Council chiefs call for tougher punishments for fly tippers. But this approach is not followed by all

Local authority leaders have called for the introduction of tougher sentences to help in the fight against fly tipping.

Fly-tippers prosecuted in court for the worst waste dumping offences were handed an average fine of just £335 in 2020/21, according to the Local Government Association (LGA).

The LGA’s analysis found that the average fines issued by courts following criminal proceedings averaged at £65 less than the £400 fixed penalty notice councils can issue as a civil action.

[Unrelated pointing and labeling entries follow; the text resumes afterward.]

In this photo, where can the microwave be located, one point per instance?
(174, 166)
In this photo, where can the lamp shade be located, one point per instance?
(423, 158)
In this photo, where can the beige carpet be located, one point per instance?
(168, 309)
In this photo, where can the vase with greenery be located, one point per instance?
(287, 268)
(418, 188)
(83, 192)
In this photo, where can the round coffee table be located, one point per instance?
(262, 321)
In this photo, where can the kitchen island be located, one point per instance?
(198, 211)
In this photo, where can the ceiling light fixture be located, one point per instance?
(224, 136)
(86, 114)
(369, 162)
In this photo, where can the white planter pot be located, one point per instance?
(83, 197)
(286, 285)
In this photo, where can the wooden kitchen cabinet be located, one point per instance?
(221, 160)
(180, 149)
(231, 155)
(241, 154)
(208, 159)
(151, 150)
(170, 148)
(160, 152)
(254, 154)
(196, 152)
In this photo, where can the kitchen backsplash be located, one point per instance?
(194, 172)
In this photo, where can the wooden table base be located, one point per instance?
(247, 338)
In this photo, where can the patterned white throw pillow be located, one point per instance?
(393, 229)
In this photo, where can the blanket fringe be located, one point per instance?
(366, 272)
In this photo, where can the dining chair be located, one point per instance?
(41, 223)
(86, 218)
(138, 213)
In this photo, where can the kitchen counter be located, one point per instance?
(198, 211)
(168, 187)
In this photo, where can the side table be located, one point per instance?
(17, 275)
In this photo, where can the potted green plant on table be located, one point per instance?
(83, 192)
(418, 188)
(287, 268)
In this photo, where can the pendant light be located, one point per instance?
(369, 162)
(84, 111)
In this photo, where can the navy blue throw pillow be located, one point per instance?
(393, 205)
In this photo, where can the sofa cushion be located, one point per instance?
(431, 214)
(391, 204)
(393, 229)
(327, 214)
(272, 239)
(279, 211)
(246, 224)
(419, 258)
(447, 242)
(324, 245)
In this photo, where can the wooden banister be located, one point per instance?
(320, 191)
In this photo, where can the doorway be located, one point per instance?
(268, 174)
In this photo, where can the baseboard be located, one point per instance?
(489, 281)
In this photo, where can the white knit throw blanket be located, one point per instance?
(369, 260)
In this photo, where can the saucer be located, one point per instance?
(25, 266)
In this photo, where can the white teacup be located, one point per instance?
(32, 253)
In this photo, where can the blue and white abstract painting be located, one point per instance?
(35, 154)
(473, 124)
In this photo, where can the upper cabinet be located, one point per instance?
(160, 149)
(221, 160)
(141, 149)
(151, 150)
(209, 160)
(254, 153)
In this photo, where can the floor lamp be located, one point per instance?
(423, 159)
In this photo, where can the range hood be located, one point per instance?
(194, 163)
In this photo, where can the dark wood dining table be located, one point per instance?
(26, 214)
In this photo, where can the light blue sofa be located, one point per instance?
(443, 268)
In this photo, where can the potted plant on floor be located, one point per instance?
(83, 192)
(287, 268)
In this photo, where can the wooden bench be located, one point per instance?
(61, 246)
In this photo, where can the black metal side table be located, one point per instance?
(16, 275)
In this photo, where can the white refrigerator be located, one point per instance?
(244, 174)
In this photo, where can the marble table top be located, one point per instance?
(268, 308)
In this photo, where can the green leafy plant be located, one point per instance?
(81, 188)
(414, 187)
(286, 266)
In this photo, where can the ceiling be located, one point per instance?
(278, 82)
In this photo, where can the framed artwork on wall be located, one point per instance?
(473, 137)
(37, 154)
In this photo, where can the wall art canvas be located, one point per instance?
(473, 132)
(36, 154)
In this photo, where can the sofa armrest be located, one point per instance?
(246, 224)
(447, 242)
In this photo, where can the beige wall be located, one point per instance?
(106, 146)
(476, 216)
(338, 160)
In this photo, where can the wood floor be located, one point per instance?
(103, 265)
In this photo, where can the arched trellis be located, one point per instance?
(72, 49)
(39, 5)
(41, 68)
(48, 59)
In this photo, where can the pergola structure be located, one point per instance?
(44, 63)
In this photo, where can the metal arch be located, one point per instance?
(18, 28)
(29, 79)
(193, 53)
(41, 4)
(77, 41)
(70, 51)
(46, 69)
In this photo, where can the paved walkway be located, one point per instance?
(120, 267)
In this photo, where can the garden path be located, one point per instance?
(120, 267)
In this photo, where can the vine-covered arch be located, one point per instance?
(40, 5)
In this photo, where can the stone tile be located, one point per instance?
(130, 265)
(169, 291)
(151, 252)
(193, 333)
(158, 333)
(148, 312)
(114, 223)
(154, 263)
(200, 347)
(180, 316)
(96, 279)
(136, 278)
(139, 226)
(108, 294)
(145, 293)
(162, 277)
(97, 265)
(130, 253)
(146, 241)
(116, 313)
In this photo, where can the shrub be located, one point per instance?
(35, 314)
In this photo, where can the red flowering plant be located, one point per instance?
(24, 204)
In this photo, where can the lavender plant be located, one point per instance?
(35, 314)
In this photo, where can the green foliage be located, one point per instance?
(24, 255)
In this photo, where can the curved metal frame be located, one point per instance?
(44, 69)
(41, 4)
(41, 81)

The association insisted that tougher sentences were needed to deter fly-tipping, which costs councils more than £50m a year to clear up.

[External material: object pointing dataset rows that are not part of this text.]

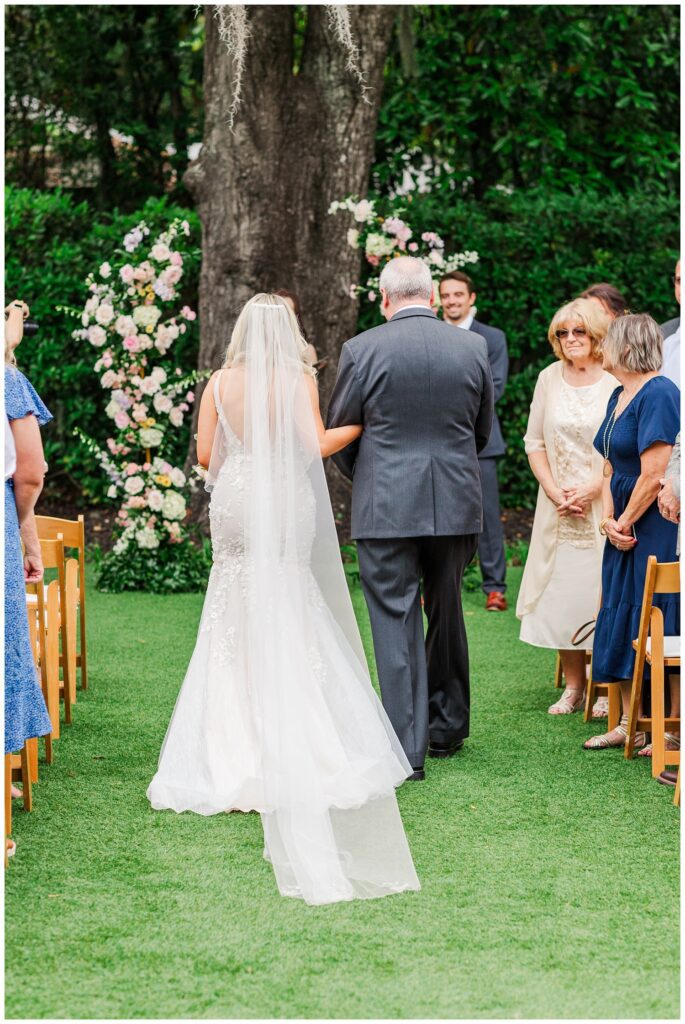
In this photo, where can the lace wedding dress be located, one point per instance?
(276, 713)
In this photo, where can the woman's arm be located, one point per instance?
(28, 481)
(336, 438)
(652, 467)
(541, 469)
(207, 422)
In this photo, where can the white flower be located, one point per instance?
(133, 485)
(96, 336)
(379, 245)
(146, 539)
(160, 252)
(148, 385)
(125, 326)
(364, 211)
(104, 313)
(173, 506)
(150, 437)
(162, 402)
(146, 315)
(155, 500)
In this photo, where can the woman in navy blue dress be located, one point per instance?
(635, 439)
(26, 714)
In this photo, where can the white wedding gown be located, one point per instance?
(276, 713)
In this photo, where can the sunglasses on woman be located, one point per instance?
(578, 332)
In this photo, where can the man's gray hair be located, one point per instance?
(407, 278)
(635, 343)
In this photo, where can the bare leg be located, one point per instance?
(572, 663)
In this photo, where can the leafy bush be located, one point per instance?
(168, 569)
(538, 249)
(52, 243)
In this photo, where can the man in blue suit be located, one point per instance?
(458, 298)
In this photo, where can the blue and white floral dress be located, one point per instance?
(26, 714)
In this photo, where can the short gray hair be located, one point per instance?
(635, 343)
(407, 278)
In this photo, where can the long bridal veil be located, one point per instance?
(327, 759)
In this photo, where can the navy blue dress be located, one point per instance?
(26, 714)
(652, 416)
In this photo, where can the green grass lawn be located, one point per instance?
(550, 875)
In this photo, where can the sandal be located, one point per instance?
(569, 701)
(672, 743)
(615, 738)
(601, 708)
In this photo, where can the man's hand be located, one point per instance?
(669, 505)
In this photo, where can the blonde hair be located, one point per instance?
(593, 317)
(236, 353)
(635, 343)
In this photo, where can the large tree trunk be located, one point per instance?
(299, 141)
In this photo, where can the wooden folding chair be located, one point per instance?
(53, 558)
(659, 652)
(44, 627)
(73, 532)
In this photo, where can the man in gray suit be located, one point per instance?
(426, 407)
(671, 332)
(458, 300)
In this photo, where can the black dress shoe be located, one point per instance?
(444, 750)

‘Fly-tipping is criminal activity and is a blight on our public spaces. The individuals responsible for it must be held accountable and prosecuted,’ said Cllr David Renard, environment spokesperson at the LGA.

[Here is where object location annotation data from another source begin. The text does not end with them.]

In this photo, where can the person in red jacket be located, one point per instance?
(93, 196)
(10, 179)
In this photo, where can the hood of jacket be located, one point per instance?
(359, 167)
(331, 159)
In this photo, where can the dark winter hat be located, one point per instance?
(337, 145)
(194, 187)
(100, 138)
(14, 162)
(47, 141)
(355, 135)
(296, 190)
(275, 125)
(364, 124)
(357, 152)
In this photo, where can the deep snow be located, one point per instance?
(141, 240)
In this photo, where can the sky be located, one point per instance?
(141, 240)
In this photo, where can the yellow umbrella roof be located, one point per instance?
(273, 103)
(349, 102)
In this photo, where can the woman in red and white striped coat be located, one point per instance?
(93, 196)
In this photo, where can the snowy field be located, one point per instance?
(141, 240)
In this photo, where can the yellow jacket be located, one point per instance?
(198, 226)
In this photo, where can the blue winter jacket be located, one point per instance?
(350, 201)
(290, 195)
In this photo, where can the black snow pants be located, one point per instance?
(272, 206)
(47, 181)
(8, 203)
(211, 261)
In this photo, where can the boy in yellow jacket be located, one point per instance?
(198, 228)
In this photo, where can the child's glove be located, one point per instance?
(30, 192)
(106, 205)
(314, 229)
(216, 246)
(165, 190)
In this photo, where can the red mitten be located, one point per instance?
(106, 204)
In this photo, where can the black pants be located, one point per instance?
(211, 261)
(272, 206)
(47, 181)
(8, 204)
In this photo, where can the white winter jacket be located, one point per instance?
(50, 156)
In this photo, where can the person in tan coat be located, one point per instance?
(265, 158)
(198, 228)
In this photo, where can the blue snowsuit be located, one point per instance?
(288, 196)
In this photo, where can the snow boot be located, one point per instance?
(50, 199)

‘We support the Government’s investment in CCTV in fly-tipping hotspots, but without higher fines for the worst-kind of offences, criminals will remain undeterred.

‘Magistrates need new sentencing guidelines for fly-tipping, to make court action more worthwhile for councils and in turn, reduce fly-tipping in our communities.’

For the 2020/21 year, local authorities in England dealt with 1.13 million fly-tipping incidents, an increase of 16% from the 980,000 reported in 2019/20.